Foundation · Optimization · Tips & Tricks · Uncategorized

Allocation-Free Collections

Say you have a method that creates a temporary list to gather some data. You calculate some statistics based on that data and then you destroy the list again. You call this method a lot, resulting in lots of memory allocations and deallocations and increased memory fragmentation. In addition, all this memory management takes time and may affect performance when used in time-critical sections of code.

For those situations, you may want to keep all your data on the stack instead and avoid memory allocations altogether. We show you a couple of ways you can achieve this.

Even if these use cases don’t apply to you, you may find this article useful since it uses some interesting concepts and Delphi language features.

Stack vs Heap, Value vs Reference Types

But first, lets get some terminology out of the way. You probably already know everything in this section, but let’s recap anyway.

There are two main types of internal memory: the stack and the heap. The stack is used to store local variables of methods and possibly other data (such as return addresses on many platforms). The heap stores dynamically allocated blocks of memory, including strings, dynamic arrays and objects.

When you learned about these types of memory, you probably read about value and reference types in the same paragraph or chapter, because the two are somewhat related. A value type stores some value directly at the memory location, while a reference type stores a pointer to a value that is located somewhere else (usually, but not necessarily on the heap). Examples of value types are integers, floating-point numbers, Booleans, enums, characters, records and static arrays.

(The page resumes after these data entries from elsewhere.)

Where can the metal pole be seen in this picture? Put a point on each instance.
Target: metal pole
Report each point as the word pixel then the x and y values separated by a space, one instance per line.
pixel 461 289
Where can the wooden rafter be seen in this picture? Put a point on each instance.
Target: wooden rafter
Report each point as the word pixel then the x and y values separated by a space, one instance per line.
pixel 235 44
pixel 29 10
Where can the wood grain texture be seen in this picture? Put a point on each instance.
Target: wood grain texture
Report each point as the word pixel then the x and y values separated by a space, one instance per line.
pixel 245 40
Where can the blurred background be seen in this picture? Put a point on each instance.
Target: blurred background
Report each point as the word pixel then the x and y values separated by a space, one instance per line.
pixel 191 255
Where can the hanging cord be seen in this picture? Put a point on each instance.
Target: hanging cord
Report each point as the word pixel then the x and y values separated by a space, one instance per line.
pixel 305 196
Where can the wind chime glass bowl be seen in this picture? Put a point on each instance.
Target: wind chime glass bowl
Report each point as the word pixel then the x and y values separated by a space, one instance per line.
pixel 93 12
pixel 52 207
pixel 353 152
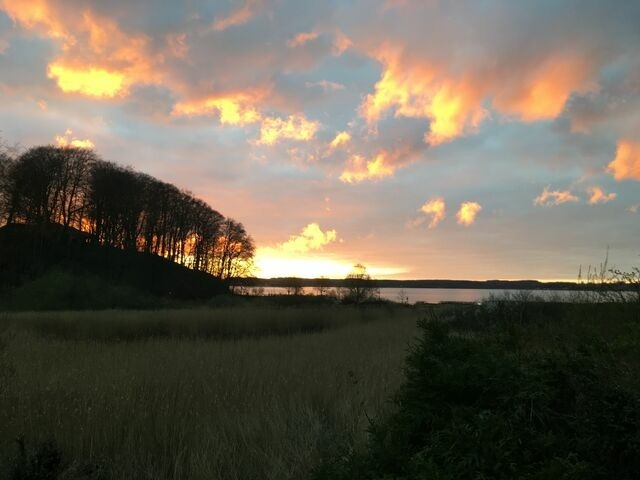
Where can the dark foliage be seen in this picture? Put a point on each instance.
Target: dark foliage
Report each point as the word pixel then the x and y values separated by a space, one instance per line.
pixel 477 406
pixel 119 208
pixel 28 252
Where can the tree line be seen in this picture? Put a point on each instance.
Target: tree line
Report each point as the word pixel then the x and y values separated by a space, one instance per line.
pixel 120 208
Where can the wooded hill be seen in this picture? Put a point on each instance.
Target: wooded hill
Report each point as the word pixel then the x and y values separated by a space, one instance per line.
pixel 65 206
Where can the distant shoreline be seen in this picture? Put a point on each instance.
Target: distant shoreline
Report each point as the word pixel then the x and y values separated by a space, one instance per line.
pixel 458 284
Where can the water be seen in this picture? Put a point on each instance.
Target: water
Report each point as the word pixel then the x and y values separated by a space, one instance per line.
pixel 438 295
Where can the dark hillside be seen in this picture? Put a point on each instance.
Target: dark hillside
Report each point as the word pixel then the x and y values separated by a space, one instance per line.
pixel 28 252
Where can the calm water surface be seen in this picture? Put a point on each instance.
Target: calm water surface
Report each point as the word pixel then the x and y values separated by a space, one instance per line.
pixel 437 295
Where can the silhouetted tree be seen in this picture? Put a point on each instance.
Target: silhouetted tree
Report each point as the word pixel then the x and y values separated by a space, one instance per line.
pixel 5 167
pixel 233 252
pixel 359 287
pixel 121 208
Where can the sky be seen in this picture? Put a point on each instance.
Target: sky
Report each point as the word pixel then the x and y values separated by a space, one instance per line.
pixel 423 139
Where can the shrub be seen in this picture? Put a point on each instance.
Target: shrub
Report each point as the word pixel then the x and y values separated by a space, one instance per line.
pixel 477 407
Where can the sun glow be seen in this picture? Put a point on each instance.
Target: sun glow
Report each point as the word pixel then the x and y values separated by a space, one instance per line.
pixel 271 263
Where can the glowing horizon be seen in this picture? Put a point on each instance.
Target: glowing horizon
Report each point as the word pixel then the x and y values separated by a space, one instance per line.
pixel 421 139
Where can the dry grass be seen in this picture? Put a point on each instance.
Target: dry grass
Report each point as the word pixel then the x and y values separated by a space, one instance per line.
pixel 177 401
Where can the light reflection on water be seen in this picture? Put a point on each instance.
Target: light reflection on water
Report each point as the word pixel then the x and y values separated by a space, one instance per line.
pixel 438 295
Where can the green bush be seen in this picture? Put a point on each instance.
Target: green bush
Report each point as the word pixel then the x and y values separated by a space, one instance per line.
pixel 475 406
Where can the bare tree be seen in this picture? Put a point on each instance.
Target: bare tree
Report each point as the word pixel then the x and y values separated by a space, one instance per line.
pixel 359 287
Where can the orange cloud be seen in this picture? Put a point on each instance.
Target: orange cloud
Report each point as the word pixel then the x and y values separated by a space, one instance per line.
pixel 359 168
pixel 467 213
pixel 597 195
pixel 68 140
pixel 340 139
pixel 341 44
pixel 453 102
pixel 237 17
pixel 295 127
pixel 98 59
pixel 543 93
pixel 383 164
pixel 301 38
pixel 626 164
pixel 233 108
pixel 311 238
pixel 420 90
pixel 94 82
pixel 557 197
pixel 435 208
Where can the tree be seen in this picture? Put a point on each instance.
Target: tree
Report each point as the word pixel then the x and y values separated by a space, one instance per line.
pixel 5 166
pixel 233 252
pixel 323 286
pixel 359 287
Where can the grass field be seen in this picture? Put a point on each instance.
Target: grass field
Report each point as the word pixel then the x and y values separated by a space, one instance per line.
pixel 226 393
pixel 259 391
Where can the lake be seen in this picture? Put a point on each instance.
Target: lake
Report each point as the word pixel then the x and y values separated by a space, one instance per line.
pixel 438 295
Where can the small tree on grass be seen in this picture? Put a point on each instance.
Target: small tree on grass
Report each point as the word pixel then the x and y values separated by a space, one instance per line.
pixel 359 287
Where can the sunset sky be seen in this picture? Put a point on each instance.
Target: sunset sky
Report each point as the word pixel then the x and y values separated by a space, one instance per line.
pixel 422 138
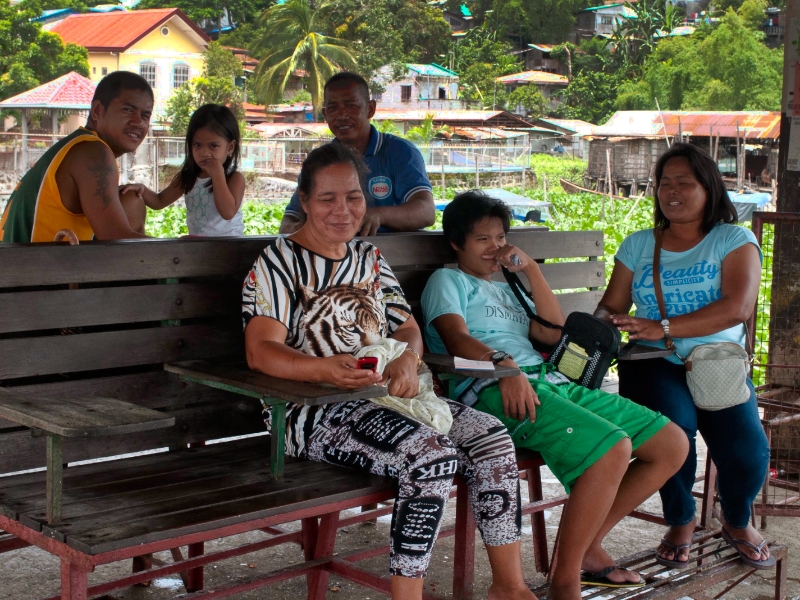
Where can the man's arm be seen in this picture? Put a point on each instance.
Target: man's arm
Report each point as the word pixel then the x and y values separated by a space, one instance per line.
pixel 96 178
pixel 417 213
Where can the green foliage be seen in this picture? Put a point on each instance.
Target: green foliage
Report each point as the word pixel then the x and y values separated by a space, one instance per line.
pixel 30 56
pixel 727 68
pixel 530 99
pixel 237 11
pixel 215 86
pixel 289 42
pixel 590 96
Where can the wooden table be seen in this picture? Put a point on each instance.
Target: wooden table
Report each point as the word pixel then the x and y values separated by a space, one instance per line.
pixel 235 376
pixel 57 418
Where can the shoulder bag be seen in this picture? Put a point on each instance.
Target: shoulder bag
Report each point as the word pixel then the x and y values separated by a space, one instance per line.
pixel 715 373
pixel 587 345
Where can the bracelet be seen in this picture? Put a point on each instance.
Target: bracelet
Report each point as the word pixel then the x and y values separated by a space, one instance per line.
pixel 415 353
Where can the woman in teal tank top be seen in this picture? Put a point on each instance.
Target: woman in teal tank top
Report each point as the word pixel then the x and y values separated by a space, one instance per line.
pixel 710 272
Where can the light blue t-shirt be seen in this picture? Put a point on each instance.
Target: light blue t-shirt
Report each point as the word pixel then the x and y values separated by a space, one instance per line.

Examples of reference types are strings, objects, object interfaces, dynamic arrays and pointers.

There is some debate about the difference between classes and objects, and they are sometimes used interchangeably. I personally believe that the two are different: a class describes the contract (fields, methods, properties and events) and an object is a specific instance of a class. Feel free to disagree!

Only value types can be stored on the stack. When a reference type is declared on the stack, only its pointer value is stored on the stack; the actual value is allocated on the heap (if not nil). For example:

procedure StackVsHeap;
var
  A: Integer;
  B: TList<Integer>;
begin
  A := 42;
  B := TList<Integer>.Create;
  B.Add(42);
  B.Add(100);
end;

This results in the following memory layout (with arbitrary memory locations for reference):

stackvsheap

As you can see, creating a TList and adding some items results in at least two heap memory allocations: one to store the instance data of the list object (FItems, FCount and some other fields) and one to store a dynamic array of items. In this example, the dynamic array has room for 4 items, of which 2 are used. The dynamic array will grow as needed to accommodate new items.

Stack-Based Collections

You may run into situations where these heap memory allocations are not ideal. They can increase memory fragmentation which can result in increased memory usage. Also, allocating and freeing dynamic memory is not a cheap operation, and creating temporary lists many times per second may impact performance. On the other hand, “allocating” memory on the stack is usually a zero-cost operation. It just involves adjusting the stack pointer at the start of a method, which the compiler does most of the time anyway.

These issues could be addressed if you could create a collection entirely on the stack (that is, both the collection properties like FCount and the actual items should live on the stack). Actually, you probably already have used these kinds of collections before:

procedure StaticArray;
var
  Items: array [0..9] of Integer;
  Count: Integer;
begin
  ...
end;

A local static array is essentially a stack-based collection, albeit not a user-friendly one. To make this array more list-like, we could wrap it inside a record with methods.

A Simple Stack-Based List

A simple implementation of that could look like this:

type
  TStackList<T: record> = record
  private type
    P = ^T;
  private
    FData: array [0..255] of Byte;
    FCapacity: Integer;
    FCount: Integer;
    function GetItem(const AIndex: Integer): T;
  public
    procedure Initialize;
    procedure Clear;
    procedure Add(const AItem: T);

    property Count: Integer read FCount;
    property Items[const AIndex: Integer]: T read GetItem; default;
  end;

You can find a more documented version of this code (and all other code in this article) in our JustAddCode repository on GitHub in the AllocationFreeCollections directory.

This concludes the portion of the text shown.